Feature extraction has been widely used in image processing and optical character recognition which use different algorithms to detect and isolate various features of a dataset, for example, digitized image, video stream, speech, or text. In a typical pattern recognition problem, feature extraction is followed by classification which is a method of identifying to which of a set of categories (classes) a new observation belongs, on the basis of a training set of data containing observations (or instances) for which their category is already known.
In the context of machine learning, supervised classification is considered an instance of learning, where a training set of correctly identified observations (features) is available (training set). On the other hand, the unsupervised procedures such as clustering, comprise of grouping data into categories based on some measure of inherent similarity. For example, the distance between instances, considered as vectors in a multi-dimensional vector space. In machine learning, the observations are often known as instances, the explanatory variables are termed features and the possible categories to be predicted are classes.

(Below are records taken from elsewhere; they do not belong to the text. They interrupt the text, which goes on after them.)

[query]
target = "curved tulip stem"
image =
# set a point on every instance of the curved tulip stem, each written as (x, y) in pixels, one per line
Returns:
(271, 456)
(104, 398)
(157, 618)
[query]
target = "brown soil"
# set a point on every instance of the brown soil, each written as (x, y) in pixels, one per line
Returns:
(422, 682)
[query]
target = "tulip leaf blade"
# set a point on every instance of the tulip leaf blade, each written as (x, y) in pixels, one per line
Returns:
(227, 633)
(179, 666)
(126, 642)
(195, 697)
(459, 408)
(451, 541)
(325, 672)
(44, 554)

A common subclass of classification is probabilistic classification. Algorithms of this nature use statistical inference to find the best class for a given instance. Unlike other algorithms, which simply output a best class, probabilistic algorithms output a probability of the instance being a member of each of the possible classes. Typically, the best class is then selected as the one with the highest probability.
Classification and clustering are examples of the more general problem of pattern recognition, which is the assignment of an output value to a given input value. Other examples are regression, which assigns a real-valued output to each input; or sequence labeling, which assigns a class to each member of a sequence of values, for example, part of speech tagging, which assigns a part of speech to each word in an input sentence.

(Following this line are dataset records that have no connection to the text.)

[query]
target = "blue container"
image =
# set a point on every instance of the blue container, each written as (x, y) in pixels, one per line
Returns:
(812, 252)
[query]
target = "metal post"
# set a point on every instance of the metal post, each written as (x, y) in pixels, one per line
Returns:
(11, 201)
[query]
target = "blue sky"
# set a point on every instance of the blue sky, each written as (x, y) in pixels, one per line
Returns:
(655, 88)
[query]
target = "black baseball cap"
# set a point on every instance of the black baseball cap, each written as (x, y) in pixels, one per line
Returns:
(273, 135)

A training set is a set of data used to discover potentially predictive relationships. In the machine learning field, a training set includes an input feature vector and a corresponding label vector, which are used together with a supervised learning method to train a knowledge database. In statistical modeling, a training set is used to fit a model that can be used to predict a “response value” from one or more “predictors.” The fitting can include both variable selection and parameter estimation. Statistical models used for prediction are often called regression models, of which linear regression and logistic regression are two examples.
Typically, emphasis is placed on avoiding overfitting of the training set, so as to achieve the best possible performance on an independent test set that approximately follows the same probability distribution as the training set. A training set is often used in conjunction with a test set, which is a set of data used to assess the strength and utility of a predictive relationship that is using the learned parameters to predict and compare the accuracy.

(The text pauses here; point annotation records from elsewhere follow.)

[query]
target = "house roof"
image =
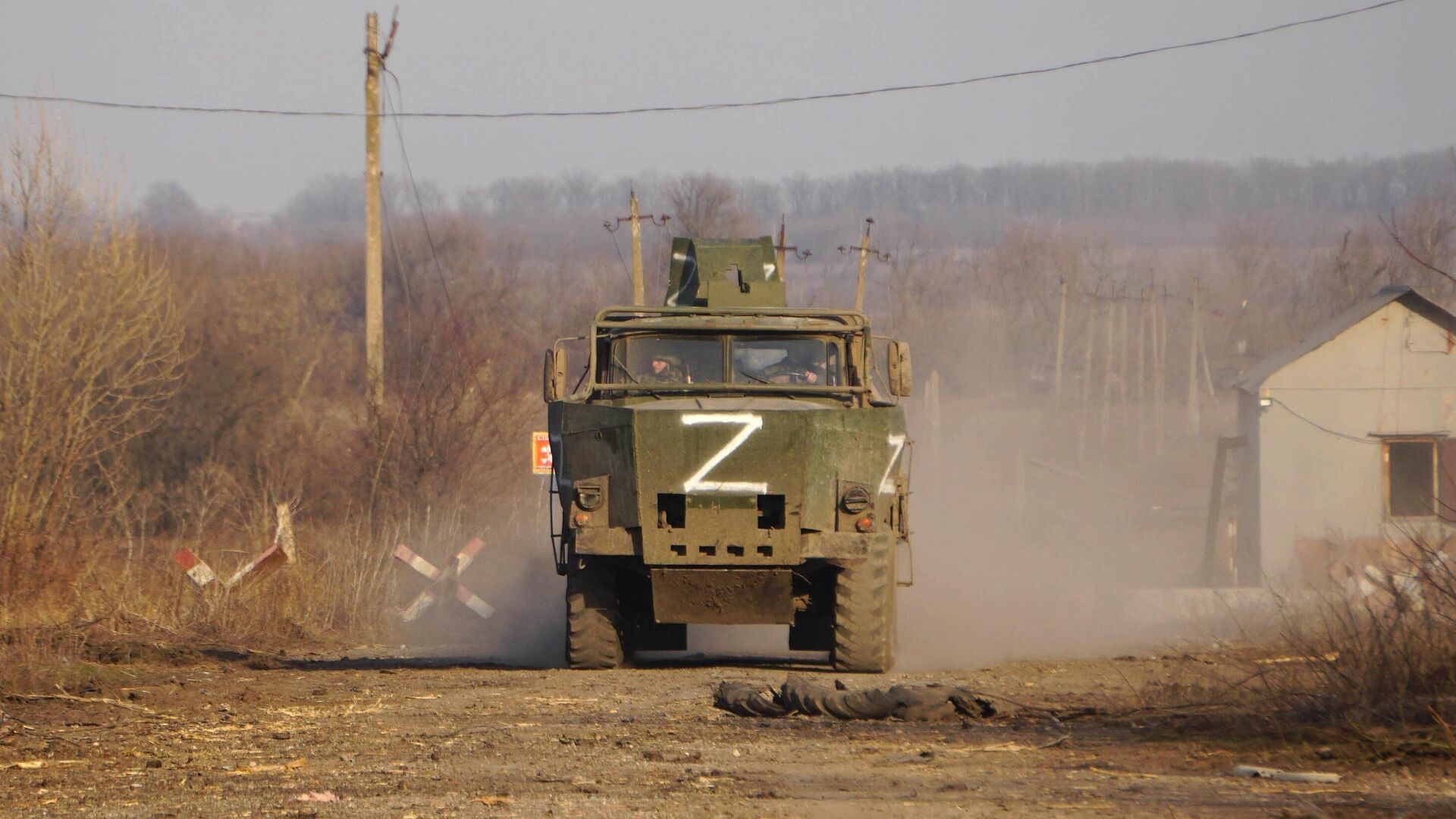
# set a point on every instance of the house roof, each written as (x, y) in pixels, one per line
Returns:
(1327, 331)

Measuring the distance between high-dimensional feature vectors arises in several computer vision tasks and other similar pattern recognition applications. Mahalanobis distance appears naturally in classification tasks where we want samples from the same class to be close and samples from different class to be well separated. Multiple approaches have been proposed for metric learning within this framework, including formulations based on maximizing absolute or relative distances between dissimilar data points, nearest neighbors, largest margin nearest neighbors, and Within Class Covariance Normalization (WCCN). These methods depend on a full rank non-diagonal matrix and computationally intense operations such as matrix inverse, and thus, become intractable for high dimensional data.
In order to avoid the typical complexities of dimensionality, several feature selection techniques have been proposed. The most popular ones include unsupervised techniques such as Principal Component Analysis (PCA) which aims to find a linear feature subspace that minimizes the reconstruction error. Likewise, the supervised dimension reduction techniques, such as Fisher Linear Discriminant Analysis (FLDA) that finds subspace that maximizes inter-class separation and minimizes intra-class separation. Dimensionality Reduction makes some directions degenerate, hence omitting those directions. On the other hand, in feature transformation techniques such as WCCN, the feature space remains same but the transformation results in suppressing (or strengthening) of some directions corresponding to an optimal distance criterion.
Accordingly, there is a need for a computationally efficient feature transformation technique that is less complex, computationally feasible and scales linearly with dimensionality of the vectors.